Program Expands Wellness Centers, Social-Emotional Support for Students


CONTACT: Valerie Martinez, Juliette Funes, (909) 445-1001

WHITTIER, CA – The Whittier Union High School District is expanding its award-winning mental health program at Santa Fe High School to all schools District-wide, with the expansion of wellness centers, counseling services and overall support for students who are experiencing barriers to their personal and academic achievement.

Following the success of Santa Fe’s Serenity Program, which won a Golden Bell Award in 2013, the District is launching a Student Well-Being Program under its Mental Health Initiative, which involves 16 master- and bachelor-level social work interns who are providing on-campus counseling and case management, expanded partnerships with community agencies, the implementation of an online referral system and staff training on threat assessment.

Through a widely inclusive process, the District identified wellness services as a priority under its Local Control and Accountability Plan (LCAP), a blueprint that outlines how the District will target services for its greatest student needs.

“So far this school year, 215 students have been referred for mental health services, showcasing the need for social-emotional support programs on our campuses,” said Director of Student Support Services Amy Larson. “This is a very new and ambitious program that is providing us the tools to better assist our students with prevention, early intervention and support when they need it.”

The program is modeled after Santa Fe’s Serenity Program, which was established in 2006 and includes individual and group counseling, case management, classroom presentations and parent education sessions, as well as partnerships with local universities such as Whittier College, USC and Azusa Pacific University, among others.

Under the leadership of counselor and licensed clinical social worker Angela Castellanos, the Serenity Program was recognized with the prestigious Golden Bell Award for increasing student attendance rates and test scores and decreasing discipline cases. Castellanos is now leading Whittier Union’s efforts to expand similar mental health services across District schools as the new Student Well-Being Liaison.

“We want our students not only to have the ability to succeed academically, but also have the tools and resources that permit them to flourish in their behavioral, psychological and emotional lives,” Castellanos said. “Through the success we have seen with the model program at Santa Fe High, I am confident that we will experience the same results District-wide.”

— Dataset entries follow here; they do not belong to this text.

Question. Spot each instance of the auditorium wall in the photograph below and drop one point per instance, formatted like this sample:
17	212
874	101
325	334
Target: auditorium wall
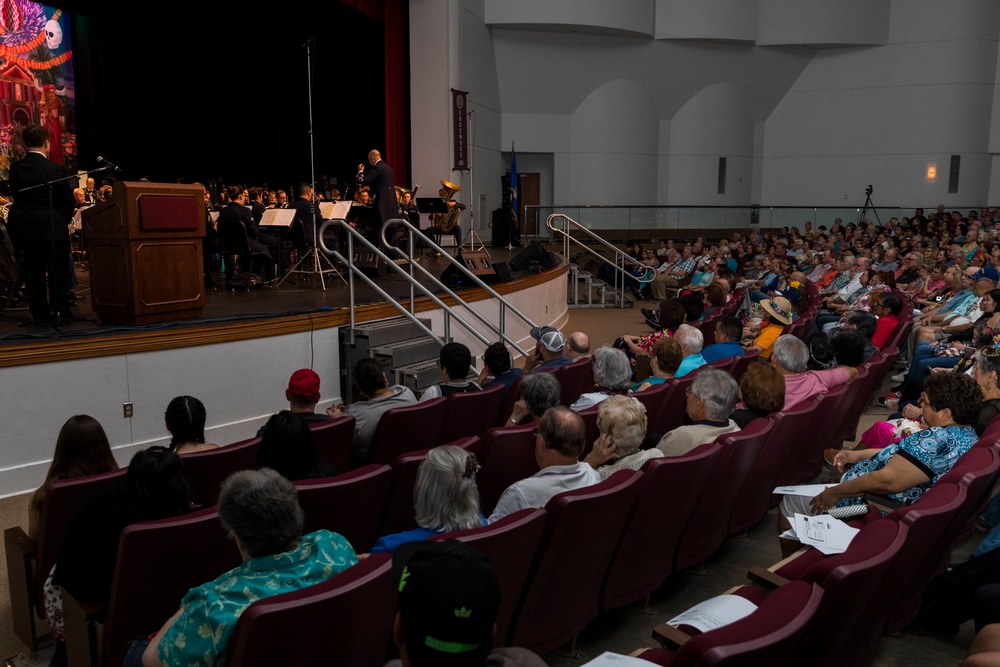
809	101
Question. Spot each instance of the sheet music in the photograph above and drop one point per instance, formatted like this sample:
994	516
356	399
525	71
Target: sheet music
715	612
278	218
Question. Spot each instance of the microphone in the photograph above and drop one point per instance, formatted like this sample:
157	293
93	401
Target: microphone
109	163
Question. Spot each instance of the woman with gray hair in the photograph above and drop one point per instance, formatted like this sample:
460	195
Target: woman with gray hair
612	375
445	497
260	510
621	421
710	400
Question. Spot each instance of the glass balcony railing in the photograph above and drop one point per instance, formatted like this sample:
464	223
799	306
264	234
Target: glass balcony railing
635	219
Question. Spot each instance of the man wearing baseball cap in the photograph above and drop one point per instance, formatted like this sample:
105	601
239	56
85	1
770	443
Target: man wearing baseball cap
549	353
448	603
303	395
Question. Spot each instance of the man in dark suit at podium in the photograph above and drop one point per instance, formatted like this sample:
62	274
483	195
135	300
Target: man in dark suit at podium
39	225
381	181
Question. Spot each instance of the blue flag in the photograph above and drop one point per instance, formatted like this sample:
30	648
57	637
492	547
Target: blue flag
514	196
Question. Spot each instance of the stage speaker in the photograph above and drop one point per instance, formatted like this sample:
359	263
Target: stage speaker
369	263
533	258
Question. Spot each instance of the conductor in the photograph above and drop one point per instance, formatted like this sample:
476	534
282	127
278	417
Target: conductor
39	225
379	178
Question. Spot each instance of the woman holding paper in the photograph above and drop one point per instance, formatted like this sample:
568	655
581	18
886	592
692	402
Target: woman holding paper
905	470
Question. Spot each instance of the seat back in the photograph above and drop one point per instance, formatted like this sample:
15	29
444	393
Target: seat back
507	455
407	429
333	441
61	501
350	504
708	527
558	600
158	562
741	364
755	495
206	470
673	412
471	413
511	544
765	637
645	555
358	604
575	379
510	399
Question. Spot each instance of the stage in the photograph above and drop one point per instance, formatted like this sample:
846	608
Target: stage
297	304
236	358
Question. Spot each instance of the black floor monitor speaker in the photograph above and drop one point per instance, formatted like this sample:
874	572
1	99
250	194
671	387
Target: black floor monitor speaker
534	257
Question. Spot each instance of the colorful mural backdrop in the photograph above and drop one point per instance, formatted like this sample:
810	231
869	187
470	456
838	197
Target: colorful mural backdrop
36	80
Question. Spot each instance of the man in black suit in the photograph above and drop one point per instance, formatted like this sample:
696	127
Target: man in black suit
237	211
379	178
39	225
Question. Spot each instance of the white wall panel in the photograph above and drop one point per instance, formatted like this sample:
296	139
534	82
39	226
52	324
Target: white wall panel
724	20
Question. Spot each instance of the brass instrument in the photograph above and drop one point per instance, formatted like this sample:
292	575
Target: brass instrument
445	222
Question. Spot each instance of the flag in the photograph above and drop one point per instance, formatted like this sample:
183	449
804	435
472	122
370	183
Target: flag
513	182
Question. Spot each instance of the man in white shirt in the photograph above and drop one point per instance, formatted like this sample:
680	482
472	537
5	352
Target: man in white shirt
559	443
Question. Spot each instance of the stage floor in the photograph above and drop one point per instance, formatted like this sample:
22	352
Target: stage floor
299	295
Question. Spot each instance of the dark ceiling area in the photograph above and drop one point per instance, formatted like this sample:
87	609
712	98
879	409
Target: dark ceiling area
199	92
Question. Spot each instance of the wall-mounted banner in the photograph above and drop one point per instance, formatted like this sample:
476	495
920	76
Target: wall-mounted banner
460	128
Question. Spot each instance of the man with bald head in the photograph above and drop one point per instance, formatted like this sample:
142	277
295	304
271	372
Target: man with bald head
379	178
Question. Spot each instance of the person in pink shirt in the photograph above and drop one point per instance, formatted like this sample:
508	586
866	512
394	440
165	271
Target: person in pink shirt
791	357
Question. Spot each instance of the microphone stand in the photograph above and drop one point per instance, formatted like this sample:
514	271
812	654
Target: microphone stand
313	253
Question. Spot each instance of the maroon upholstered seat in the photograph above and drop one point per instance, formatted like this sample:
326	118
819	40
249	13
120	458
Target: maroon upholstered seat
350	504
408	429
333	440
511	544
583	528
206	470
645	555
346	620
471	413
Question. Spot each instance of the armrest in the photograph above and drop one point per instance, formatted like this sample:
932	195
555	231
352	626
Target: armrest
20	552
883	502
669	636
765	578
81	620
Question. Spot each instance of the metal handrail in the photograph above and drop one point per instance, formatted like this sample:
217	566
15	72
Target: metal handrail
415	284
621	257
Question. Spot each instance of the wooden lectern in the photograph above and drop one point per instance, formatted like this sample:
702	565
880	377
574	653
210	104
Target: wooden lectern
145	249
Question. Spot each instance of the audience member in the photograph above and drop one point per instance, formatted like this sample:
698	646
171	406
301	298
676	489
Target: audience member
578	345
82	449
691	341
445	497
559	442
185	420
728	331
455	361
376	398
538	393
710	400
287	445
153	488
621	421
260	510
791	358
762	393
663	363
435	580
497	364
549	346
303	395
612	375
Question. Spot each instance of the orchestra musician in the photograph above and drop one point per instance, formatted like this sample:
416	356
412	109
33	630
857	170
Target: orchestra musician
447	223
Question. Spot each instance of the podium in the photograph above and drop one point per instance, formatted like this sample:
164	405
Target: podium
145	250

Joining Castellanos in moving the program forward is Larson, a license clinical social worker with a background in mental health, and District Mental Health and Community Services Liaison Jack Ketchem, a licensed marriage and family therapist with a credential in counseling.

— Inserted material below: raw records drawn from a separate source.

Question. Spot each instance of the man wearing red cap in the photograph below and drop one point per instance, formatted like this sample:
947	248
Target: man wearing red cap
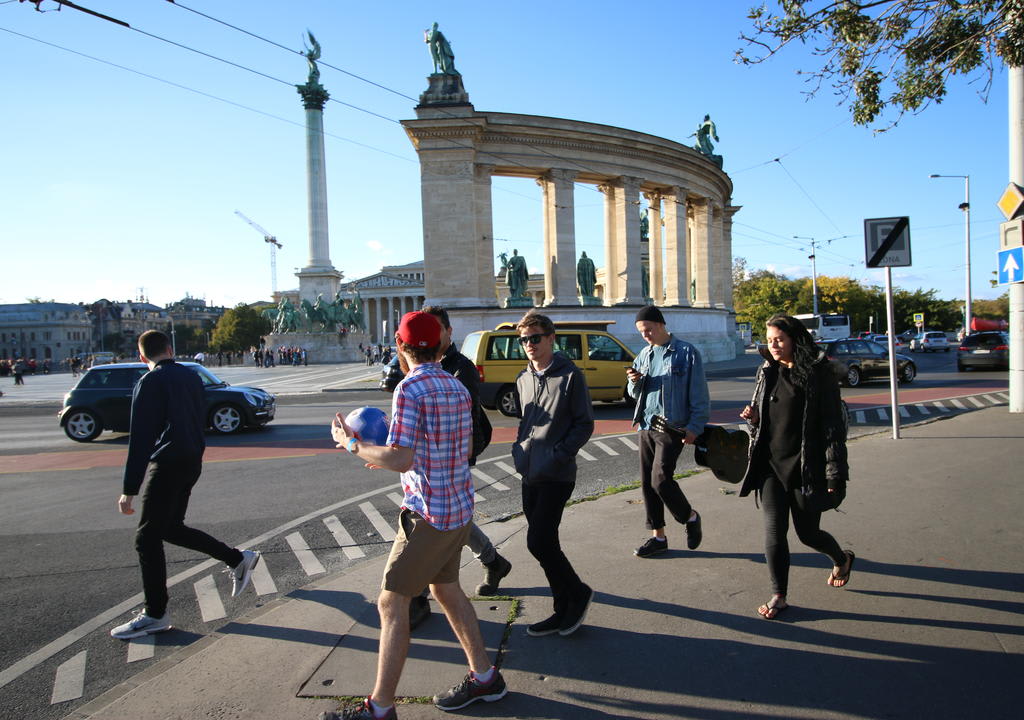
428	443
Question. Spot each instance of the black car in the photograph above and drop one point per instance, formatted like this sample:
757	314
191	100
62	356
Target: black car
101	400
987	349
857	361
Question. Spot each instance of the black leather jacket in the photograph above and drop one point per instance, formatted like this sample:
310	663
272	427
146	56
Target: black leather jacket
822	447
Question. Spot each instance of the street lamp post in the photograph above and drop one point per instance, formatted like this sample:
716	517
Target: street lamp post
966	207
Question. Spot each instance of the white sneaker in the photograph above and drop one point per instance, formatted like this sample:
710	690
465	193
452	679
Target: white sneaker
141	625
244	572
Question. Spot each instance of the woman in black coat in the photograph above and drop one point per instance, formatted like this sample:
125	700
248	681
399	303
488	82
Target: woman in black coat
797	459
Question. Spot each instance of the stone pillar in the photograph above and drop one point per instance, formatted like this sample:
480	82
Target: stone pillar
654	252
559	238
677	261
704	224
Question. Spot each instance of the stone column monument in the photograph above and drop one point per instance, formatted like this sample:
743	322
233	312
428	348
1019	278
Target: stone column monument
318	277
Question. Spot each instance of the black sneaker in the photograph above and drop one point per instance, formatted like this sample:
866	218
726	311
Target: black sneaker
419	610
496	569
546	627
468	691
577	612
653	546
694	534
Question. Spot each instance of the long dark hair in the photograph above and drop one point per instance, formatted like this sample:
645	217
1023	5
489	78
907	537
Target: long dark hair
805	352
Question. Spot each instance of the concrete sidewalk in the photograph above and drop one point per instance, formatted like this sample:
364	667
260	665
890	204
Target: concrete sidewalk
931	625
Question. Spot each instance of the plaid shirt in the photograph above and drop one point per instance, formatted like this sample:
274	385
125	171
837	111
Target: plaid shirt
431	414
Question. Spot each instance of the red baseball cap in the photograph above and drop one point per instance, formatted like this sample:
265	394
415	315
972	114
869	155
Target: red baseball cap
420	329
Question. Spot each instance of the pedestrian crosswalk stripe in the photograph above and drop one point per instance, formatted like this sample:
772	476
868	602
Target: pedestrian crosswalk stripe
344	540
209	599
141	647
383	528
508	468
484	477
70	679
304	555
605	448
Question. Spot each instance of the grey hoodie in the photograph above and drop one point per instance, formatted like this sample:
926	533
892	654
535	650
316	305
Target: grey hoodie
557	419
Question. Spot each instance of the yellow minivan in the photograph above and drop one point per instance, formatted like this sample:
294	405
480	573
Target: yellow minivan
500	357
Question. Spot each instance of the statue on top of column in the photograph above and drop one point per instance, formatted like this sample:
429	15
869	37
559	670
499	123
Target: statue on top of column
440	51
312	54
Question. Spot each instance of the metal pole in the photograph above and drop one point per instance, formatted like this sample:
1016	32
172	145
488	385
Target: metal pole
893	369
1016	147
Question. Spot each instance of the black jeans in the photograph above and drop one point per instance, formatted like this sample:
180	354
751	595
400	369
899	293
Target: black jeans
163	519
543	504
778	504
658	454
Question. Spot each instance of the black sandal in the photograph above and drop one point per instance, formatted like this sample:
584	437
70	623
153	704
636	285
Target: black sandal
840	580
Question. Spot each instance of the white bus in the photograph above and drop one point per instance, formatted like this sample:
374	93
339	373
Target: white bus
826	327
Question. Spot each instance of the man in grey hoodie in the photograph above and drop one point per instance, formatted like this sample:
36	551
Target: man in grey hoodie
557	419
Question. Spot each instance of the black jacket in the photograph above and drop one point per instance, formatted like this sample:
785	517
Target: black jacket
822	447
557	421
168	416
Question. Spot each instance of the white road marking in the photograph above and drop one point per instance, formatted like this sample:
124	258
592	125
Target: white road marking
209	599
141	648
508	468
605	448
70	679
304	555
385	531
262	582
484	477
345	541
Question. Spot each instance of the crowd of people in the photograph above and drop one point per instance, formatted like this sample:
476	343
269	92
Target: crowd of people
797	465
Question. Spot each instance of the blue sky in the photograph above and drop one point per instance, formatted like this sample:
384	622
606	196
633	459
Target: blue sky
115	183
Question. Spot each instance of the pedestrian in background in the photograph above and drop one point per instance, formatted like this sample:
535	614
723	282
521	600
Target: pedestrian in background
667	379
798	453
168	418
556	420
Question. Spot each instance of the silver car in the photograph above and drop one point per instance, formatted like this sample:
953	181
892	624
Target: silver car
930	341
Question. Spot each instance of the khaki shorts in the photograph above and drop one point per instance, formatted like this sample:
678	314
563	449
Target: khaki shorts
423	555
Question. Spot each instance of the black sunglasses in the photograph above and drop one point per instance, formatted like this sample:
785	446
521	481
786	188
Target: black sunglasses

As part of the program, Whittier Union has instituted wellness centers at its five comprehensive high schools, and counseling services are offered to students in the District’s alternative education programs at Frontier and Sierra Vista high schools. La Serna and Pioneer high schools are currently working with their art departments to create murals for their centers and are in the process of creating a student well-being club called “LETS,” short for “Let’s Erase The Stigma.”

In an effort to strengthen the program, the District has partnered with several local community agencies, including Los Angeles Centers for Alcohol and Drug Abuse, which provides drug and alcohol counseling services at all schools; Pacific Clinics, which provides behavioral services at Santa Fe and Pioneer high schools; and The Whole Child, which operates an integrated school health center, dubbed “The Gallery,” on the Whittier High School campus.

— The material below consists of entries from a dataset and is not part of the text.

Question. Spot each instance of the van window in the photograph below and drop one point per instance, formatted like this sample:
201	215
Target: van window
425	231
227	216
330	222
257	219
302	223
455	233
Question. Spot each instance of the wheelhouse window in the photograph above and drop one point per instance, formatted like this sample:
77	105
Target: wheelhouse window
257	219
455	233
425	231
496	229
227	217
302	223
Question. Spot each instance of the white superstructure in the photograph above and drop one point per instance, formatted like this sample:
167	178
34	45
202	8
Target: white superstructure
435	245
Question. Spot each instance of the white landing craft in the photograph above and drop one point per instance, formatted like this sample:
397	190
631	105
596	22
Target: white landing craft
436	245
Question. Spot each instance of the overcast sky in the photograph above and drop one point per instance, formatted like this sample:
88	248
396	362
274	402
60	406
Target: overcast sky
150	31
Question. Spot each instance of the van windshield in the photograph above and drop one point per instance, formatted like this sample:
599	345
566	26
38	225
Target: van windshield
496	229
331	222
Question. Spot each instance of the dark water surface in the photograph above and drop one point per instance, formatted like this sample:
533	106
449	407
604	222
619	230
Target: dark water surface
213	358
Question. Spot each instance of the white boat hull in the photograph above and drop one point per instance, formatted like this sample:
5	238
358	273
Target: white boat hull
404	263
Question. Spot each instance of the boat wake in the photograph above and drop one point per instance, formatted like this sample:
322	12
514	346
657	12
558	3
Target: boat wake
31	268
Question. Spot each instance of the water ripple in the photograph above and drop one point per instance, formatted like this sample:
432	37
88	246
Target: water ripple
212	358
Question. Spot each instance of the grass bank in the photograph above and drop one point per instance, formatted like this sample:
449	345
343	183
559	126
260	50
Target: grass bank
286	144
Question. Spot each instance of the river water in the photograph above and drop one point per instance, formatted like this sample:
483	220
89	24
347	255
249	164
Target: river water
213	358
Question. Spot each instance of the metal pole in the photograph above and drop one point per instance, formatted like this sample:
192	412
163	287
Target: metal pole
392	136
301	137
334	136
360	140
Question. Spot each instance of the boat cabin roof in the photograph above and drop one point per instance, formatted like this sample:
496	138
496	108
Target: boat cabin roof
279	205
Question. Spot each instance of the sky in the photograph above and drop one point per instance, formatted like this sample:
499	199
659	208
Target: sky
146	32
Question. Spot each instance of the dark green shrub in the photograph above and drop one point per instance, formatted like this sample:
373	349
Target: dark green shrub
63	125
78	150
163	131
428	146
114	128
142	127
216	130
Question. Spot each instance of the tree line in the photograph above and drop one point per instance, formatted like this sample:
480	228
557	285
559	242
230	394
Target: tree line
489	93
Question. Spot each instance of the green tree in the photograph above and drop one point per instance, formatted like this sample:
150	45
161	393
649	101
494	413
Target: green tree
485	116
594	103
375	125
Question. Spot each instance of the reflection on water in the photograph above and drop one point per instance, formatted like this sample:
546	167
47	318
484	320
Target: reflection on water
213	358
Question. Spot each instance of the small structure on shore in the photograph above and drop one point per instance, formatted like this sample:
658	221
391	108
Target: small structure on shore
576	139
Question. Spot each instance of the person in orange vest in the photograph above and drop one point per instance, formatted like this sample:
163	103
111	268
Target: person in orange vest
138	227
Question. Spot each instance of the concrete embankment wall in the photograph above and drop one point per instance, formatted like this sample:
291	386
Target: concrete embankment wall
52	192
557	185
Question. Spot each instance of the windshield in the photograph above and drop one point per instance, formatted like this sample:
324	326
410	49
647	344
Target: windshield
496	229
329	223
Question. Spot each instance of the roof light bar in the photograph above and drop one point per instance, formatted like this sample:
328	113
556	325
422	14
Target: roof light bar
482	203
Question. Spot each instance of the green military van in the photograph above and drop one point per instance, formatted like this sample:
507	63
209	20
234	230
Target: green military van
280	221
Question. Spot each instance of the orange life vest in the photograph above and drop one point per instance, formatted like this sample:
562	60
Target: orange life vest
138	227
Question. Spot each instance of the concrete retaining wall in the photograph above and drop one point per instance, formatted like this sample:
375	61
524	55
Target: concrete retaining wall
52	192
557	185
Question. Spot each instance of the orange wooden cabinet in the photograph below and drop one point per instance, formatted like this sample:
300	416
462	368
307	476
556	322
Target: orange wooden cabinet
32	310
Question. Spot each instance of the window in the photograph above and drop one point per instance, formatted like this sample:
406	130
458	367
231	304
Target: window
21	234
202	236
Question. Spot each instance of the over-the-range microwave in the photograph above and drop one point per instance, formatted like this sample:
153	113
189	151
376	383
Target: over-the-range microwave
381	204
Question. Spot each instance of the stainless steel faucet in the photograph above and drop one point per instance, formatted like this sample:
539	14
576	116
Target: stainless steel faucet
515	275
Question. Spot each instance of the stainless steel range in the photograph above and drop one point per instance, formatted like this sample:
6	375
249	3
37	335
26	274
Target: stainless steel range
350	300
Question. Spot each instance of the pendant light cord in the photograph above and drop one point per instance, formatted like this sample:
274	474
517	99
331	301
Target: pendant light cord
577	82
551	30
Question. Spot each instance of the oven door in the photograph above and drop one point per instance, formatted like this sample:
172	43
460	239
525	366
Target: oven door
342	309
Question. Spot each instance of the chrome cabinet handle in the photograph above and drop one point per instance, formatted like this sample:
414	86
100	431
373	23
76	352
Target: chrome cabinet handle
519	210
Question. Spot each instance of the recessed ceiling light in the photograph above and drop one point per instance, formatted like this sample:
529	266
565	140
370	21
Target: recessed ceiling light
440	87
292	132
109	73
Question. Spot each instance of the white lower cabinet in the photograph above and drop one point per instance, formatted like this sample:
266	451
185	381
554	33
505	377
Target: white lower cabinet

Administrators, counselors and staff at each school site have undergone extensive training in suicide and threat assessment, led by school psychologist Stephanie Murray, an integral member of the District’s Crisis Response Team and suicide prevention education. Teachers also received training on how to refer students to services available through the program. Crisis response training is scheduled in the spring.

In collaboration with each school’s counseling staff, interns are coordinating mental health-related presentations for parents and students, with a suicide prevention training being offered to La Serna High School parents this month. California and Santa Fe high school parents received similar training last year.

Additionally, Whittier Union has partnered with APU for grant proposal writing and received a $10,000 grant from Kaiser Permanente to administer the WhyTry program, which has enabled teachers and staff from the District’s intervention programs to undergo training on how to motivate at-risk students to achieve in school.

“We are strongly encouraged by the impact this much-needed program has already made on our students, whose emotional and mental well-being and health is foundational to their success in school,” said Whittier Union High School District Superintendent Sandra Thorstenson. “This is another example of our genuine concern for our students’ well-being and our ability to use LCAP funding to develop new and innovative programs to benefit our students who are most in need.”


WELLBEING1: Student Well-Being Liaison Angela Castellanos leads a WhyTry training seminar for a group of master- and bachelor-level social work interns who are providing on-campus counseling and case management to students across the District.

WELLBEING2: School psychologist Stephanie Murray, an integral member of the District’s Crisis Response Team, conducts suicide prevention training for social work interns.